A water-scarce nation with a desert climate and very little arable land, the oil-rich UAE imports 90 per cent of its food.
But it is intent on reducing this external reliance, an issue brought to the fore by the novel coronavirus pandemic which disrupted global supply chains.
“The UAE is very vulnerable to global supply disruptions, and we want to make sure we’re food secure, not just now but also in the future,” said Minister of State for Food and Water Security Mariam Almheiri.
“It is very difficult to grow food here, and this is why we want to boost… the local production, looking at what we can grow here in the UAE with technology,” she told a virtual panel on Wednesday as the winners of the FoodTech Challenge were announced.

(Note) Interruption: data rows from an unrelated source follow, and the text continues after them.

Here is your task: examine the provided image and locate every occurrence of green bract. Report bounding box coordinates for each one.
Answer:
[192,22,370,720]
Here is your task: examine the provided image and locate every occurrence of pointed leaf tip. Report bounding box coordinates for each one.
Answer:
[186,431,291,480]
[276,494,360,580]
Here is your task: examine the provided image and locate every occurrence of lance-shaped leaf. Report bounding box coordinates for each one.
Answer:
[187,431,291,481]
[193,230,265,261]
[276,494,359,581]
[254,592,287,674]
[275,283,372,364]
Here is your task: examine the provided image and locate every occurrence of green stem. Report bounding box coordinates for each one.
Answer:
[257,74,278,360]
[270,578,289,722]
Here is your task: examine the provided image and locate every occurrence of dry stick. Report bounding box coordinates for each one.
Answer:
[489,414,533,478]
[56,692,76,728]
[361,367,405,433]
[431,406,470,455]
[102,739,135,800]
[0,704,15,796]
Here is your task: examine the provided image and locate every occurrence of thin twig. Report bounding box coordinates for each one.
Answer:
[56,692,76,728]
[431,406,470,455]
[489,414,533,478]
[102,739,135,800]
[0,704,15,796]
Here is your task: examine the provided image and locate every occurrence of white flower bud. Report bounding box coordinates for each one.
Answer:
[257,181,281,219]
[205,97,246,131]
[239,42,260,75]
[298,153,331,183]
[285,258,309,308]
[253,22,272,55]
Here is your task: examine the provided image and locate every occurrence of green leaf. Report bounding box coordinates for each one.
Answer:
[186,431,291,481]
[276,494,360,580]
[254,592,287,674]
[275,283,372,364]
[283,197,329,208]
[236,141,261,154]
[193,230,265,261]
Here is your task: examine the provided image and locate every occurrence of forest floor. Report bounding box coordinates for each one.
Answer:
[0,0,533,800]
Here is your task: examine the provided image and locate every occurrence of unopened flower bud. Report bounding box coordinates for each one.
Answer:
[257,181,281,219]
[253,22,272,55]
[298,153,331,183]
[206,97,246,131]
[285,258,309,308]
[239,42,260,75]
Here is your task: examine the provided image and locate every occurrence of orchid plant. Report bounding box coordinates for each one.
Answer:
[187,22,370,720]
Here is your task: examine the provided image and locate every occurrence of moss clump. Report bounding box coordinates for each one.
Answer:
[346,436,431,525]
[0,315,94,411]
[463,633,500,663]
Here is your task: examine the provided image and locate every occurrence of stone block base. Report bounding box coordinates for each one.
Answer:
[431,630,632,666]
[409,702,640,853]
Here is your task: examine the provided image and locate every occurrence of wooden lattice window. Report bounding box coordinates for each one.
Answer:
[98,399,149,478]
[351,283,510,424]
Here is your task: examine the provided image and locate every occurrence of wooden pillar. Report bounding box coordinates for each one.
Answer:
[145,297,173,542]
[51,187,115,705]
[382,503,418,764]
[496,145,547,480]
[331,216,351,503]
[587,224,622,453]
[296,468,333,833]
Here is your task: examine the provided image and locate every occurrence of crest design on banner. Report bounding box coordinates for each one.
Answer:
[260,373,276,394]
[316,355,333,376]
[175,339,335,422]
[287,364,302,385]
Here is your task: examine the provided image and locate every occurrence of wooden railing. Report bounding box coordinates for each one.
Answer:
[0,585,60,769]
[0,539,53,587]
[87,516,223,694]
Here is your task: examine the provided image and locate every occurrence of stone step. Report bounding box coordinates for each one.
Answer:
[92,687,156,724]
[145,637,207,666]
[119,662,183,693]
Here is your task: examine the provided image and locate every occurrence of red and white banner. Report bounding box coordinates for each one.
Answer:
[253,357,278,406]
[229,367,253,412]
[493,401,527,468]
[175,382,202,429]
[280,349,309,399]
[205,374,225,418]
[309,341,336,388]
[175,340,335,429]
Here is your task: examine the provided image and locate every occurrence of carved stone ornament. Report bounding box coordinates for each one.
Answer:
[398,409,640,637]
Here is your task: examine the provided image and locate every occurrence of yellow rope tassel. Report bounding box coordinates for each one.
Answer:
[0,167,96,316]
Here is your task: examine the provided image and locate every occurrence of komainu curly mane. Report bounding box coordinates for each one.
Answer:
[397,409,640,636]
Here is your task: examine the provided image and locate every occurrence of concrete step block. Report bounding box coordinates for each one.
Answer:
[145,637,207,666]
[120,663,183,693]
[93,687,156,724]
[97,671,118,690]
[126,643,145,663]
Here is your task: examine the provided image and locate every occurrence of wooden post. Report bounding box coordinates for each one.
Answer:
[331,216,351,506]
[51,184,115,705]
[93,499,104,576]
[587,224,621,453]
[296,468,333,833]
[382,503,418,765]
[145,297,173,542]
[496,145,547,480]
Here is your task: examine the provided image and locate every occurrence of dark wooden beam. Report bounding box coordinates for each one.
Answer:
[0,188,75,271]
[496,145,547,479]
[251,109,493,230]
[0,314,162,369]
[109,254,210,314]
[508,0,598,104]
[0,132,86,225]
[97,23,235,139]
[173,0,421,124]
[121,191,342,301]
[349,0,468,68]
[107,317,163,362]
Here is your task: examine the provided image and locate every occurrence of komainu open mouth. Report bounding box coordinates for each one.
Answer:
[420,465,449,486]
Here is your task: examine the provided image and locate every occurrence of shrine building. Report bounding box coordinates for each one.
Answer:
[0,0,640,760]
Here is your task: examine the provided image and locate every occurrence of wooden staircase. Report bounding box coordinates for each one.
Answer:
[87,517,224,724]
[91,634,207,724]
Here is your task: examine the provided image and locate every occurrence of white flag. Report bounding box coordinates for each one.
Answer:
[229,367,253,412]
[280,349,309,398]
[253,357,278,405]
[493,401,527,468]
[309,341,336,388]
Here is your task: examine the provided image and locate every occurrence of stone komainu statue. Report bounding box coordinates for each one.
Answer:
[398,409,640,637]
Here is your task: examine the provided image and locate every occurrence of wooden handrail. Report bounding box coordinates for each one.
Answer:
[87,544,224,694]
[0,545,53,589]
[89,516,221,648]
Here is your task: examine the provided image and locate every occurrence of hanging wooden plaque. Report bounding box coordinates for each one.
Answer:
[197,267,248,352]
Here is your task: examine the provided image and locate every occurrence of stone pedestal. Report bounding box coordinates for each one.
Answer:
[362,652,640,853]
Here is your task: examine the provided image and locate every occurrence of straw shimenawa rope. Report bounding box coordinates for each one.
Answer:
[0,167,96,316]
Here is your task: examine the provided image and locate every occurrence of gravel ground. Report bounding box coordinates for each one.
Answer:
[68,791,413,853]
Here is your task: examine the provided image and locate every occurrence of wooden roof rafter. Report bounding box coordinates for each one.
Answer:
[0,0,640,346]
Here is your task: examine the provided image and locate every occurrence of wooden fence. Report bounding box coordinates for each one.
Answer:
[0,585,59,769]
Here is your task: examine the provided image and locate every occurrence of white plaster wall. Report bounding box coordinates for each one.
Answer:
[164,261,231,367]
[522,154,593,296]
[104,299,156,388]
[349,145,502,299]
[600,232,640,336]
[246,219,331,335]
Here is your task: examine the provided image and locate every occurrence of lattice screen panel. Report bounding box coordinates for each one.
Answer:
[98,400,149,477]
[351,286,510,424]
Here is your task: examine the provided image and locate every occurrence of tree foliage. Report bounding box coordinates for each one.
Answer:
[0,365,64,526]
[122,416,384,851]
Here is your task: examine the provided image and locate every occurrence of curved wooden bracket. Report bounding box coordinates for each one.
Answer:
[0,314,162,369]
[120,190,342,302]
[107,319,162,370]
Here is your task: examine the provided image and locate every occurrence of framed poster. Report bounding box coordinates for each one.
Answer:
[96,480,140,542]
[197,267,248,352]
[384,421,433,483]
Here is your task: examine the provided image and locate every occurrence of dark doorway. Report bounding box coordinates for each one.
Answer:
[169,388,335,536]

United Kingdom (UK)-based SafetyNet Technologies, Red Sea Farms from Saudi Arabia, Australia-based Has Algae and QS Monitor from the UAE were each awarded USD100,000 after being selected from some 437 submissions from 68 countries.
They will also be eligible to enrol in an accelerator programme that will offer USD150,000 in seed funding “to help rapidly implement and scale their solutions in the UAE”, organisers said.
SafetyNet Technologies was recognised for its development of an LED-equipped netting system that helps fishermen catch specific species and reduce the discarded bycatch, while Red Sea Farms won for technology allowing saltwater to be used in crop production.
Has Algae uses the organisms to create everyday food such as pasta, yoghurt and bread, and QS Monitor has created a monitoring platform to ensure food meets safety standards.
The UAE is home to some 10 million people, the vast majority of them foreign residents.
The Gulf country is rich in energy resources and ingenuity, but endures long, dry, baking summers.
More than a decade ago, the UAE began buying or leasing agricultural land abroad, mainly in east Africa, to lock in supply even in times of crisis.
It then looked towards Australia and Eastern Europe for guaranteed supplies, but the need to overcome import dependence has inspired other strategies, including stockpiling and high-tech agriculture.
Pioneering projects set up in recent years have seen fish farmed in tanks in the desert, multi-storey “vertical farms” and pilot projects to produce rice with minimal irrigation.